The water finally cleared up, just thought i would share


----------



## Pali (Dec 22, 2009)

Looks really nice !

Thanx for shareing

What shellie is that in the pictures?


----------



## netrippa (Jun 14, 2010)

great looking tank, love it, the background and sand color work well together

just wondering how big is your tank and what type of fish will you be stocking it with

by the way is that your tank in the 'tank of the month' photos on the designs by nature web site, just curious


----------



## blusue2 (Sep 9, 2010)

BEAUTIFUL!!


----------



## Manoah Marton (Feb 17, 2009)

Great looking tank imo. Only comment is to get rid of the 'white' shells, and get something darker and less noticeable. Right now they sort of look out of place. But if you like it, hey...keep it as is.
But excellent job!

Manoah Marton


----------



## Sshhyguy (Mar 20, 2003)

Thanks for the comments!



netrippa said:


> great looking tank, love it, the background and sand color work well together
> 
> just wondering how big is your tank and what type of fish will you be stocking it with
> 
> by the way is that your tank in the 'tank of the month' photos on the designs by nature web site, just curious


The tank is only 75g and the shells and rock and all the filters are from the previous tank so hopefully my cycle stays true , right now i have a pleco, syno cat, and a few multies from my previous set up. The pleco and cat hide out in the big cracks so you rarely see them. Once im sure the tank is stable the multies are coming out and i think i will go with a few Eretmodus cyanostictus, Xenotilapia sp. and Cyprichromis leptosoma. The upper part of the tank is all open except for about 5" so hopefully that will give the cyps enough room to roam around? The pictures are a little deceiving, it look like the background takes up the whole tank, i only really lost the room on the bottom left. And yes the 10g tank on the site is mine, its empty at the moment, going to try and find a new home for it, its a great little shellie tank.


----------



## apex82 (Jul 16, 2010)

Background is one of the nicest I have seen. Which one is it on your website?


----------



## Sshhyguy (Mar 20, 2003)

apex82 said:


> Background is one of the nicest I have seen. Which one is it on your website?

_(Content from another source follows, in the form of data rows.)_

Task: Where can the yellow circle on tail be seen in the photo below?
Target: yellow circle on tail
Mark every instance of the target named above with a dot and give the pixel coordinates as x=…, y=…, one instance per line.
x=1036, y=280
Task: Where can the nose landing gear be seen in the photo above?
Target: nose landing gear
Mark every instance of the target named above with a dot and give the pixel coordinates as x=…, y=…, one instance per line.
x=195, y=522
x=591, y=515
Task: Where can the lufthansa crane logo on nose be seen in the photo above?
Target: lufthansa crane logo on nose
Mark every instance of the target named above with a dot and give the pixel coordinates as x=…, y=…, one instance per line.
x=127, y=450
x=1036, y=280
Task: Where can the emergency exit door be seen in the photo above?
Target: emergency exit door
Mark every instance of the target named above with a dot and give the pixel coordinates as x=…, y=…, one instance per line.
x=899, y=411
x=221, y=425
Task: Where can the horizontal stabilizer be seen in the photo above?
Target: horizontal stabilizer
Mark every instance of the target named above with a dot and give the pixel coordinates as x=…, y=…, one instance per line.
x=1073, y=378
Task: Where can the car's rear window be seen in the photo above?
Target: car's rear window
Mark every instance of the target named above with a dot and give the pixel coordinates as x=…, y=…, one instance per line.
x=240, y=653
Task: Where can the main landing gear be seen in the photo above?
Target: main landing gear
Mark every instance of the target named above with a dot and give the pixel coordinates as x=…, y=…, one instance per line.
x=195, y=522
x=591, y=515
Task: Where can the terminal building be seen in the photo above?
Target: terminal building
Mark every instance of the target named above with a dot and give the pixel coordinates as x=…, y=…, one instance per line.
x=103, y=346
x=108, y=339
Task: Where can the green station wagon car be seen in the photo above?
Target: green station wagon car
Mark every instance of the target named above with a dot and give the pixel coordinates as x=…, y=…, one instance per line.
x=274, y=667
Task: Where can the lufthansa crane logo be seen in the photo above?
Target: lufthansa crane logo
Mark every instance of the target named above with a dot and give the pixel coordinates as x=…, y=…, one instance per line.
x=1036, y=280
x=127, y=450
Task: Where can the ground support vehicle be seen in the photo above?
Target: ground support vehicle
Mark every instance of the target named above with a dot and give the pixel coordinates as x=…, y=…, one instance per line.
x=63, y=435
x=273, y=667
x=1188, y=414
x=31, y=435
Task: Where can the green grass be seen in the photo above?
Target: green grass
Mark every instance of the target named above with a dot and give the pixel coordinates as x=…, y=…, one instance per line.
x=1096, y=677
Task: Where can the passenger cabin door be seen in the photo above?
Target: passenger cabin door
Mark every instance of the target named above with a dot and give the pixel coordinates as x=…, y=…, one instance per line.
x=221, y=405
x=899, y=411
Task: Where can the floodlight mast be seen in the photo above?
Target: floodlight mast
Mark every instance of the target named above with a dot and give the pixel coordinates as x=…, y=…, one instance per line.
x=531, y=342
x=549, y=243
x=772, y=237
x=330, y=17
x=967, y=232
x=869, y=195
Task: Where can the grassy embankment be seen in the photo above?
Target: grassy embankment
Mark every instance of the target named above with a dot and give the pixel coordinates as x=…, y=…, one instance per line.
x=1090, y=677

Thanks apex, its the pombo rocks.


----------



## kiriyama (Oct 20, 2010)

Very nice, like the way the background and sand just merge together, nice shapes and curves on the background, lovely :thumb: 
:fish:


----------



## wlyons9856 (Sep 16, 2010)

Best 3D BG *** seen so far.


----------



## 18fisher (Mar 2, 2006)

awsome background how did ya make it,if you dont mind what materials did you use :thumb:


----------



## Gomba11 (Oct 14, 2010)

I like the shells in there! Its adds a nice contrast


----------